Ms Von der Leyen is resented by some for seeming too perfect. She was once hoisted out of a barrel on German entertainment TV by Hugh Jackman and kissed by George Clooney after handing him an award for promoting peace.

She is admired by others for her ability to juggle a demanding career and family, while skillfully representing Germany on her frequent trips abroad.

"Von der Leyen can go to Harvard or the Sorbonne and give big speeches in English and French," said Mr Markus Kerber, managing director of the BDI industry association, who knows her well. "For me she represents a new generation of Germans who can communicate internationally."

In 2003 she was elected to the Lower Saxony state assembly and in 2005 Mrs Merkel picked her as her family minister.

Ms Von der Leyen quickly made it clear she was not going to be a token mum in the cabinet - Mrs Merkel and then-Education Minister Annette Schavan had no children.

In a bid to counter Germany's low birth rate, she co-opted an SPD proposal to introduce paid parental leave for working parents, a move which angered party conservatives.

She has tried to change German attitudes towards children, clouded as they are by the Nazi campaign to encourage procreation.

"In the United States people would say 'Oh, seven children, you are so blessed," Ms von der Leyen told Reuters in 2005.

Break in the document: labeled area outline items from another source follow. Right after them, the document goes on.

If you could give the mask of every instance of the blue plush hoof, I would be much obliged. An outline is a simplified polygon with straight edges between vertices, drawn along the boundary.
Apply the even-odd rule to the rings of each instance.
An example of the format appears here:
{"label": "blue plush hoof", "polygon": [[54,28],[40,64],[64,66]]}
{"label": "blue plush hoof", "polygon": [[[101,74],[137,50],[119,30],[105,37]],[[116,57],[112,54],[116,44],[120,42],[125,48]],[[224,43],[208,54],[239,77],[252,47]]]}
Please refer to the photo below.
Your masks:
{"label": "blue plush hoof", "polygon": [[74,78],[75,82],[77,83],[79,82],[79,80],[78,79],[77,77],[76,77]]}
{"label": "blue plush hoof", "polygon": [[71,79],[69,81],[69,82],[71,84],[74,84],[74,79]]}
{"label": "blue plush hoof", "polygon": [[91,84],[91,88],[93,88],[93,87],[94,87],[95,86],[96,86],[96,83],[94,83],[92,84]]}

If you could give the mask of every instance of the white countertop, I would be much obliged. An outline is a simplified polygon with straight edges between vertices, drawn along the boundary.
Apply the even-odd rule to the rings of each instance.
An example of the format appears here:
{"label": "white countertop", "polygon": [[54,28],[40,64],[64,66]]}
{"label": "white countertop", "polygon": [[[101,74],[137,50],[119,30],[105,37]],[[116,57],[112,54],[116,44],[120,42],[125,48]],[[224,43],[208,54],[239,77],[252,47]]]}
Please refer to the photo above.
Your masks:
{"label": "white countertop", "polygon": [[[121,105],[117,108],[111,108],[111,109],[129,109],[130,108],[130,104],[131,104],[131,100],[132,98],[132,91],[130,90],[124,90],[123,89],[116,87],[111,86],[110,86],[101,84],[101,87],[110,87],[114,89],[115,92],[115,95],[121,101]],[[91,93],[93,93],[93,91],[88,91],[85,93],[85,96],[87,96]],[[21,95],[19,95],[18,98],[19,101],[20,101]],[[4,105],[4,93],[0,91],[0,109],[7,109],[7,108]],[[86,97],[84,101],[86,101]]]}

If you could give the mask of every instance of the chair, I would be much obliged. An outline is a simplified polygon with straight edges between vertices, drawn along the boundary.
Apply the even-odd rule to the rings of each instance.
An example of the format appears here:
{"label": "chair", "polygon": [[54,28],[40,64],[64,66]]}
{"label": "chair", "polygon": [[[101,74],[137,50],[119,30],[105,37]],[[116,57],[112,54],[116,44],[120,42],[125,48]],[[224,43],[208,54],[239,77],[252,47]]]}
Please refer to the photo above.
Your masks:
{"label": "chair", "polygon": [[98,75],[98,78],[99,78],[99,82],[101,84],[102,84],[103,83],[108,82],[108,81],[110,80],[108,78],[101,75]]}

But in Germany the reaction was: "Seven children and a job - how are you going to manage that?"

How does she manage it?

Good planning is the key, she says. Unlike many other German politicians, she is rarely seen socialising in Berlin, preferring instead to spend weekends at home in Lower Saxony with her family.

She doesn't have a flat in the German capital, instead sleeping in a small ministry room with a bed and shower.

Many men have learned the hard way not to underestimate Mrs Merkel. The same may be said for Ms von der Leyen, who stands just 1.61 meters tall.

In the recent standoff over female quotas, Mrs Merkel's deputies, led by parliamentary floor leader Volker Kauder, managed to pressure Ms von der Leyen to back down. But only after she and her fellow rebels extracted from the party a promise to include a quota in its election programme.

"Von der Leyen showed in this debate that she is ready to fight for what she wants," one close ally of Mrs Merkel said. "But she also showed that she doesn't understand her party, that she isn't on the same page as the majority of her CDU colleagues."

Still, political scientist Hans Vorlaender of the Technical University in Dresden, says it would be wrong to count Ms von der Leyen out.

"The CDU is a party that is above all interested in staying in power," he said.

"If after Merkel is gone it turns out von der Leyen is seen as their best option to win power, she'll be their candidate."